When I was young, the laptops were Toshiba. Toshiba Satellite to be specific. Latter on IBM took that title with its Thinkpad, and the first laptop I bought was a Thinkpad which worked quite good. Very good, it’s been working almost non stop for four yeras already. I upgraded the hard disk and I gave it to my wife. I’ve decided to buy a new one.
I mailed IBM with some questions and the basically replied: call that number. Which I can’t call because it’s a toll free number in another country which I can’t call from this one. I also mailed to ask about buying some new stuff to the old machine: a new slim dvd drive, possibly a new power adapter. Always the same, even when I told them it was impossible to reach that number. Further, communicating in a language non-native to me, English, with an Indian who only spoke English for a couple of months is very stressing and inefficient. I use email, don’t you? Well, it seems IBM and Lenovo are still trying to find out, at least their sales department, what this new mail-thingy is.

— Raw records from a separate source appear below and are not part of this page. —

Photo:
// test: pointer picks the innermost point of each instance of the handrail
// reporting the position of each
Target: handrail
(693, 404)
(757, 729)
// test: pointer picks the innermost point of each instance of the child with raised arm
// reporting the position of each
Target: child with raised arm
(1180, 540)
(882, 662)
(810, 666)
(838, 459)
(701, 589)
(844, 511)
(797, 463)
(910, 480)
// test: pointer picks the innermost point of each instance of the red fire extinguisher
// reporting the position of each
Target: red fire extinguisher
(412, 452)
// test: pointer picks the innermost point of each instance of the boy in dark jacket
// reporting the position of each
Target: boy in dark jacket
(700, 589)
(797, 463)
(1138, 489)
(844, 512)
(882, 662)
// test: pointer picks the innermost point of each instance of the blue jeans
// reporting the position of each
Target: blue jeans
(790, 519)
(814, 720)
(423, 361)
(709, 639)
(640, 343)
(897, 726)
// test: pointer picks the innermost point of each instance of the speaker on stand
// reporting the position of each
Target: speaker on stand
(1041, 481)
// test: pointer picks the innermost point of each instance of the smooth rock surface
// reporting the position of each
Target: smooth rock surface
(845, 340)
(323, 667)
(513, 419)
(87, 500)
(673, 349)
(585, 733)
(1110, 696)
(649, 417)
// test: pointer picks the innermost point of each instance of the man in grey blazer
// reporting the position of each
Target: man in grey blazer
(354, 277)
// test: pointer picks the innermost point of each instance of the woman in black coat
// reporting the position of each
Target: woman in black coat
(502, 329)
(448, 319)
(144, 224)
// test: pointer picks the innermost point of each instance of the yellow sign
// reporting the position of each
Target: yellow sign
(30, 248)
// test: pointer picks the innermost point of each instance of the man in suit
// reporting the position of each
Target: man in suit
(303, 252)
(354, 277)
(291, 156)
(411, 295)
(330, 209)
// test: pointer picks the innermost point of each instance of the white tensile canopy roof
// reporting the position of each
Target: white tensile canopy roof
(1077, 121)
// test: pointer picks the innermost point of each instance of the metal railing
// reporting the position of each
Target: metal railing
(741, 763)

On the other hand I mailed Dell and they just replied. For a couple of days we mailed a lot defining what system I was going to buy. I could communicate whenever, however I wanted, thinking carefully about the answers and talking with my wife about the different possibilities. The only reason why I had to call them was because the system I requested was so strange (Ubuntu-based are not sold in Ireland, so it was sold from UK and delivered in Dublin, with a US keyboard which is not sold anywhere in Europe), that their web shops couldn’t possible offer it. The call was short just to give my credit card details (they would have called me, but I decided that I wanted to call a Dell public number to avoid man-in-the-middle attacks while I was giving my credit card details). Even latter on when there was a problem with the order Dell just resolved it by email. Two days after the order finally got through my new Dell arrived. Mr IBM, I’ve got a Dell! You lost a costumer.
Other than that I could add that I was able to custom-build this machine on the UK site, while with IBM I had to pick from some already customized. The Dell I assembled was cheaper than the cheapest IBM there is and with some features that even surpass the most powerful ones (like memory and HD). Maybe the quality of the Dell is lower than the Lenovos, but so far the Dell is working very well, absolutely no problems after a few months of constant (24hs a day) running very hot (compiling and other stuff).
Oh! One more thing, with Dell, I haven’t payed the Microsoft-tax, it came with Ubuntu.